# CMLLEO... We Want YOUR Help!



## Ross The Boss (Jan 25, 2015)

CMLLEO. Some of you have heard it discussed under the name of KCMLL. It is an approach to Roux in which the corners _and_ EO is solved simultaneously in one alg. Most good Rouxers use some form of EO manipulation during CMLL, such as move canceling at some point to missorient the centers or using a second algorithm to flip edges with the goal of a lower move count. CMLLEO is basically the overachieving big brother to casual edge manipulation.

Is it practical? Maybe. It really does depend on the solvers abilities and preferences. It's similar to the concept of OLLCP: you wouldn't expect most solvers to memorize all of it (though i think a few have), but relatively many have learned a subset or the odd one here or there and it benefits them. 

What is the difference between memorizing the resulting EO of a given case, and learning an algorithm to solve it completely? Technically, not much. R U R' U' R' F R F' M2 U M' U M' is still an algorithm, which can be written into muscle memory and executed rather well, and even those more clunky EOs can be changed through edge manipulation. But, if one is going to go through with step 4A on it's own, it would be best for efficiency to solve 4B at the same time. It would be much more work to memorize each EP case as well. Of course there will be some cases where CMLL + 4A algs will be most efficient, but attempts should be made to find an efficient direct solving alg. 

Anyway, like it or not, its here. And even if I'm the only one working on it, it will be completed eventually. If you have algorithms, post 'em here. Ive got a bunch of F1 worked out which i will post as a reply to this OP here. 

This will become more organized as time goes on, as i expect this to be a pretty gradual process. 
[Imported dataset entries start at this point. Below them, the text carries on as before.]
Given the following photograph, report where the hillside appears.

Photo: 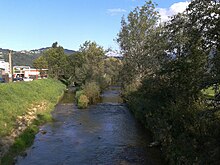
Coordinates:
[0,47,76,66]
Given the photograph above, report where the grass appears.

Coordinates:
[0,79,65,137]
[0,79,65,165]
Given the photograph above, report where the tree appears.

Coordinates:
[43,43,68,79]
[69,41,105,85]
[33,56,48,76]
[117,1,162,90]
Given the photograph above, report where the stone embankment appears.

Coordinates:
[0,102,47,158]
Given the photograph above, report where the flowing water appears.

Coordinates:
[17,87,163,165]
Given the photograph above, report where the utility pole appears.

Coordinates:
[8,50,13,82]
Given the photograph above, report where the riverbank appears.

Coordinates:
[0,79,65,164]
[16,87,164,165]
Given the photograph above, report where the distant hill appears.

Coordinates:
[0,47,76,67]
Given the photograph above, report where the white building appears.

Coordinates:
[0,59,10,74]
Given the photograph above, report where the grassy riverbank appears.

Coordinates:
[124,85,220,164]
[0,79,65,164]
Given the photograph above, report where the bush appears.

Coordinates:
[75,90,84,104]
[77,94,89,108]
[82,82,101,104]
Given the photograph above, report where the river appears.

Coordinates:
[16,87,163,165]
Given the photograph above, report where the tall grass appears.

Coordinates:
[0,79,65,137]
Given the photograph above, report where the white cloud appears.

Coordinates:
[107,8,127,16]
[157,1,189,22]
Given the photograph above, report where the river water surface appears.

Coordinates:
[17,87,163,165]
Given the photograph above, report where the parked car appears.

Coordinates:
[23,77,33,81]
[13,77,23,82]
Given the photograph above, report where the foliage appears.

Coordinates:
[43,43,68,79]
[118,0,220,164]
[77,94,89,109]
[69,41,104,85]
[104,57,122,85]
[117,1,165,89]
[75,90,84,104]
[82,82,101,104]
[0,79,65,136]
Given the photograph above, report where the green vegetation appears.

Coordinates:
[0,79,65,165]
[77,94,89,109]
[118,0,220,164]
[0,79,65,136]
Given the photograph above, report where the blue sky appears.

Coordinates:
[0,0,189,50]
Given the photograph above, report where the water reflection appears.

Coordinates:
[17,88,162,165]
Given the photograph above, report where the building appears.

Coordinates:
[0,59,10,82]
[13,66,48,79]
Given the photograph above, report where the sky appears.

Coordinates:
[0,0,188,51]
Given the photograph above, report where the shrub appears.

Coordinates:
[77,94,89,108]
[75,90,84,104]
[82,82,101,104]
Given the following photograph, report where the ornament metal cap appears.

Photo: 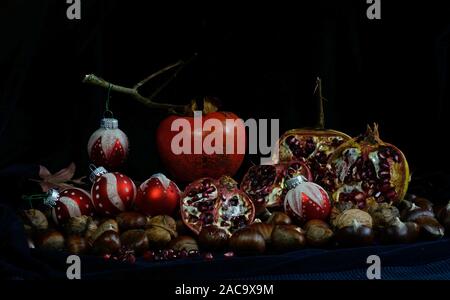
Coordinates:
[89,165,108,183]
[44,189,60,207]
[100,118,119,129]
[286,175,308,190]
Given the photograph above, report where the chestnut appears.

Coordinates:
[336,219,374,247]
[368,202,400,228]
[266,211,292,225]
[63,216,92,235]
[168,235,198,253]
[401,203,435,222]
[439,203,450,233]
[381,218,420,244]
[146,215,177,232]
[249,223,274,245]
[412,197,434,212]
[36,230,64,251]
[198,225,228,251]
[333,209,372,229]
[120,229,149,255]
[271,225,306,252]
[229,228,266,255]
[66,235,88,255]
[145,216,178,249]
[305,220,334,247]
[23,209,48,233]
[116,211,147,231]
[414,217,445,240]
[92,230,121,255]
[88,219,119,243]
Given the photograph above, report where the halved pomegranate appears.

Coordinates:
[180,176,255,235]
[329,124,410,208]
[241,161,313,214]
[273,78,351,190]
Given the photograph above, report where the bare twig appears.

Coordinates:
[83,54,197,113]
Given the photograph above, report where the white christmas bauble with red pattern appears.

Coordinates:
[88,118,128,170]
[52,188,95,224]
[91,172,136,216]
[284,177,331,222]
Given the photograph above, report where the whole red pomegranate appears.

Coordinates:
[180,176,255,235]
[273,78,351,190]
[329,124,410,208]
[156,99,246,182]
[241,161,313,214]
Most of these algs are modds to my standard algs. By counter-slicing here, throwing in a wide there you can get results, but I'm concerned that the similarity between many of the algs my make recall a bit of a bother. Oh well. If anybody has solutions for the incomplete algs or an alternative solution for one of the algs listed, get wit-it .


----------



## Ross The Boss (Jan 25, 2015)

*F1*

6flip: F R' F R2 U' R' U' R U [R'+M'] F2 (AUF, AMS)

DF + DB flipped: (U') R' F R2 U' L' U2 B U' L R2 F' R
(it looks bad, but i've done it in ~1.3 so it has a bit of potential)

DF + UF flipped: F R' F R2 U' [R'+M'] U' R U r' F2

DF + UL flipped: F R' F R2 U' r' U' R U r' F2

DF + UR flipped: F R' F [r+R] U' r' U' R U R' F2

DF + UB flipped: no idea

DB + UF flipped: no idea

DB + UL flipped: [R+M] U2 R' U' R U' [r'+R'] U2 R U R' U R

DB + UR flipped: F R' F [R2+M] U' R' U' R U r' F2

DB + UB flipped: (M) F R U R' U' R2 U' R' U' R U r' F2

DF + UF + UL + UR flipped: r U2 R' U' R U' R2 U2 R U R' U r

DF + UB + UL + UR flipped: (Y2) [M'+R'] U2 R U R' U R2 U2 R' R U' r'

DF + UL + UF + UB flipped: (U' M' U) r U2 R' U' R U' R2 U2 R U R' U R

DF + UR + UF + UB flipped: (U' M' U) r U2 R' U' R U' R2 U2 R U R' U R

DB + UF + UL + UR flipped: (Y2) r' U2 R U R' U R2 U2 R' U' R U' r'

DB + UB + UL + UR flipped: F R' F [R2+M] U' r' U' R U R' F2

DB + UL + UF + UB flipped: (U M U') r U2 R' U' R U' R2 U2 R U R' U R

DB + UR + UF + UB flipped: (U' M U) r U2 R' U' R U' R2 U2 R U R' U R

And then there are all of those 2flip (and one 4flip) on U cases, but those are all very well documented on Robert Yau's OLLCP table: https://docs.google.com/spreadsheet/ccc?key=0Aq2MYrmu606CdFFuallJVFRDQm9FUm44ekoxbDRwQVE#gid=0 . They work to preserve DF+DB, but they are very good none the less.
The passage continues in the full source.